L’hôtel particulier y est comme un concentré de luxe, revu et corrigé par la grande bourgeoisie du 19e siècle, rivalisant dans ses décorations et sa débauche de marbre, pour être l’apanage d’une classe sociale avide de s’approprier les codes de l’architecture princière.
La Cité de l’Architecture a choisi une scénographie qui permet de déambuler comme au rez-de-chaussée d’un de ces hôtels particuliers : du vestibule à la chambre à travers salons et salles de réception, jusqu’à la galerie et au jardin.
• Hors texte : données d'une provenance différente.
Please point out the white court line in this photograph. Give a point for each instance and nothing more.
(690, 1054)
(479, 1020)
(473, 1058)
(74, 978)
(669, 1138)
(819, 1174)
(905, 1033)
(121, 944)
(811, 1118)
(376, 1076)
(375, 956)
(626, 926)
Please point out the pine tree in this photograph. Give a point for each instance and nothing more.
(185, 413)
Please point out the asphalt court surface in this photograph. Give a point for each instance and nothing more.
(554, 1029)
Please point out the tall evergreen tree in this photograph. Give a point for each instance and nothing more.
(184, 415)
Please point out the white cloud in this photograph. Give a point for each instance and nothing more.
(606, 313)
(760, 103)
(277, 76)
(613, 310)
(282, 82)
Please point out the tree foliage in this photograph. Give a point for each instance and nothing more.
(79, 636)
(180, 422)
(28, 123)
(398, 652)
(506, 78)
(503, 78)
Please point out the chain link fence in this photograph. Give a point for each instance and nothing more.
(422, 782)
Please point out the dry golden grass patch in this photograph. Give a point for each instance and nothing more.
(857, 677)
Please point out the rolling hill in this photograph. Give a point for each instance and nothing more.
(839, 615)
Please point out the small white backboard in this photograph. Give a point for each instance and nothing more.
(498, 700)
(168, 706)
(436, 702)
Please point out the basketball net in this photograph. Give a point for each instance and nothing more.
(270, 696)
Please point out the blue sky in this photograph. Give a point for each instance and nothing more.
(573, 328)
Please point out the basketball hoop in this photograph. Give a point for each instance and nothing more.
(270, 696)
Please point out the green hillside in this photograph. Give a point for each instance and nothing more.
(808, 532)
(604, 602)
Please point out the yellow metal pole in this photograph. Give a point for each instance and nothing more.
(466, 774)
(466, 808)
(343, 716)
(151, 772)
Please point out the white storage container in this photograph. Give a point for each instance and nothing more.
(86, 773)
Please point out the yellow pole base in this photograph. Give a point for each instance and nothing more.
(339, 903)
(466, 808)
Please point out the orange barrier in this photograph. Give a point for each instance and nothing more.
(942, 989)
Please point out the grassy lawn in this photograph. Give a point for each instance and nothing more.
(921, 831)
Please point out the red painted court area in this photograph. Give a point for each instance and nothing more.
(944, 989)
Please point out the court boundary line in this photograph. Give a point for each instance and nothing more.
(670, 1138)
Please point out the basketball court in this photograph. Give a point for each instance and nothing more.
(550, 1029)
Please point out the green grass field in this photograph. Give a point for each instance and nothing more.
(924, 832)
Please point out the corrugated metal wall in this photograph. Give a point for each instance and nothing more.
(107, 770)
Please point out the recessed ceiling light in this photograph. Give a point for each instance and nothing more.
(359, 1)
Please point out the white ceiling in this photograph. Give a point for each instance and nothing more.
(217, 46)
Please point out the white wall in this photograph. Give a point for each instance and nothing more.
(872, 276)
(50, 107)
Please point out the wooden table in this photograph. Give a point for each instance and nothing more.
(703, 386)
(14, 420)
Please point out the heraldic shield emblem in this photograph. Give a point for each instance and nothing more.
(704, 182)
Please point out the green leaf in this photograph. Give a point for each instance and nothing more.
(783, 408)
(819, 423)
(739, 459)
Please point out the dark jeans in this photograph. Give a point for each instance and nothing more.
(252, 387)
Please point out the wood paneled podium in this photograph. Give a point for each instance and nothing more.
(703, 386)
Mobiliers et tableaux mais aussi boiseries et tapis permettent d’en faire une visite sensitive, pour mesurer les volumes et l’hédonisme quasi sensuel de ces hôtels de luxe, où l’esprit de fête était la règle. Ce n’est pas un hasard, si leur construction s’éteignit dans les années 1930 avec la grande crise.
L’exposition présente aussi des maquettes des plus beaux de ces hôtels avec des panneaux didactiques. Et si l’on n’en retient qu’un seul, ce sera peut-être le Palais Rose : à lui seul, il symbolise toutes les folies de la Belle Epoque, avec sa profusion de marbres roses et son faste inspiré par le grand Trianon: construit avenue Foch, il était la propriété du comte Boniface de Castellane, dit Boni. Parfaitement désargenté, mais grand amateur de fêtes somptueuses, Boni choisit de se marier avec une riche héritière américaine pour s’offrir cette folie architecturale uniquement conçue pour des réceptions dignes de Versailles.
Des quelque 500 hôtels particuliers disséminés dans Paris, beaucoup ont disparu, rabotés ou détruits par les travaux haussmanniens pour ouvrir les grandes avenues, puis confisqués par les promotions immobilières: la République s’est appropriée les plus beaux, de Matignon à l’hôtel de Sully pour y loger se ministères ou ses institutions culturelles, certains autres ont été transformés en musées ( Carnavalet, musée Rodin) ou en hôtels de luxe ( le Shangri La, le Crillon…). Il reste le plaisir d’aller y faire un tour les jours d’ouverture des monuments historiques…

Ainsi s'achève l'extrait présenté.